Russia’s prosecutor general arrived in Chechnya. Of course, this is not
his first visit to the republic, but for some reason mass media have
decided “to make a stress” on it. Most probably, the goal of the visit
is what really matters. Russia’s prosecutor general Vladimir Ustinov
described it clearly and unambiguously: I am going to Chechnya to listen
to a report on the investigation (attention, a quote!) into “the
abductions of the so-called civilians”…
Such frank statement surprises and raises hopes simultaneously. From the
one hand, the prosecutor (who urged to legalize taking “counter
hostages”) as if admits the fact of disappearances, from the other hand,
he clearly states that he cannot be certain whether wrong people
disappear… For example, relatives of the Chechen President Aslan Maskhadov.

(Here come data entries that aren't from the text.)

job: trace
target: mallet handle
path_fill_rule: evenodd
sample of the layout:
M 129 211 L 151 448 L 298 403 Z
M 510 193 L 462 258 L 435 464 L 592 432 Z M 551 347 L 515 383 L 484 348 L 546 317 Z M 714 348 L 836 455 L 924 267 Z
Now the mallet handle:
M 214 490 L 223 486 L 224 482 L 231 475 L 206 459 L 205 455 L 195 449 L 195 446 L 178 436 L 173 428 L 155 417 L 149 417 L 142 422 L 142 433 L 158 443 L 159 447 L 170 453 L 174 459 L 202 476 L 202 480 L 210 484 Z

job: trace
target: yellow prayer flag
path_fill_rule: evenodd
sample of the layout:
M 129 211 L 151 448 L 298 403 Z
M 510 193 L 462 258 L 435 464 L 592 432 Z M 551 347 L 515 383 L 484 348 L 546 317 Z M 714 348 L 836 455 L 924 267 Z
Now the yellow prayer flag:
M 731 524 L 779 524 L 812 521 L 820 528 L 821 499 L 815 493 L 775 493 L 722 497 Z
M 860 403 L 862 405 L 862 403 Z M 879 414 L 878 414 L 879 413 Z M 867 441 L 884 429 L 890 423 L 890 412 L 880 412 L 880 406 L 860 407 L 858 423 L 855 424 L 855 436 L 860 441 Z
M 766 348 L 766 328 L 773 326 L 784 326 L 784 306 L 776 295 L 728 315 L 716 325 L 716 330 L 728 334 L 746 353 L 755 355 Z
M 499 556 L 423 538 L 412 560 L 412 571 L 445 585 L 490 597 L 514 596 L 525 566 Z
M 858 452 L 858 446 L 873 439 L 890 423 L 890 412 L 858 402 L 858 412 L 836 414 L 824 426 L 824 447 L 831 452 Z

It is unknown how many people “have disappeared” during “the
counterterrorist” cleaning up operation in Chechnya. The puppet
structures give different “official figures.” Some of them say about
1,500 people have disappeared since 1999, others say – 1,500 disappeared
only last year… Human rights activists say about at least 5,000 cases,
noting these are only documented figures and cannot be considered full.
And if judging by reports of the same human rights activists monitoring
about 25% of the territory of the republic, the dynamics of abductions
hasn’t changed for years. The most interesting fact is that federal
troops and puppet force structures are said to be behind most
“abductions.” Of course, they deny all such charges, but what about
numerous facts and witnesses?
It is much easier to deal with human rights activists (they “have
disappeared” regularly in Chechnya). But this method does not always
work. “Official” human rights activists, whose work is to monitor the
situation with human rights and to tell stories “about the great
progress in this sphere” to political tourists from Europe, failed to
deal with relatives trying to find out the fate of their family members,
and now their role has become episodic and insignificant.
For example, if previously the names of these “human rights champions”
were well known (Kalamanov, then Sultygov), now only experts can say who
is “in charge” of this sensitive (to Moscow) issue. The situation has
come out of control and Ramzan Kadyrov (his gangs are said to be behind
most abductions) has recently threatened to suit human rights activists.
Of course, the situation is unlikely to end in court: a trial (even in
the Basman court) means investigation and publicity. Moscow cannot allow it.
And now Ustinov is in Chechnya. Why now and only because of the
sensational relatives of Aslan Maskhadov? We know that Ustinov held an
unpleasant meeting with “vice-premier” Kadyrov on this issue. Mass media
reported that even his “place of living” had been checked. The result of
such examination was quite peculiar: “nothing was found in a
boiler-house.” However, everyone on Chechnya knows about a personal
prison of the clan of Kadyrovs. The “previously abducted” and those who
managed to break free can provide more details on this issue. Will
Ustinov talk to them? Unlikely.
His tasks are different. His main goal is to document “great concerns
about the issue” and later, at “the March round-table on Chechnya,” to
proudly announce that “certain job has been done in this direction.” It
may be that Ustinov’s visit is the beginning of a serious attack on
Ramzan Kadyrov whose actions have begun to worry Moscow. Another
variant, more customary to the Kremlin, is possible: Ustinov will spend
some time at the Russian military base at Khankala, will listen “to a
court human rights activist” and will blame rebel fighters for all the
abductions. And then the idea to legalize taking “counter-hostages”
among “relatives of terrorists” will become topical again. All that will
allow the Hero of Russia Ramzan Kadyrov to take breath and calm down.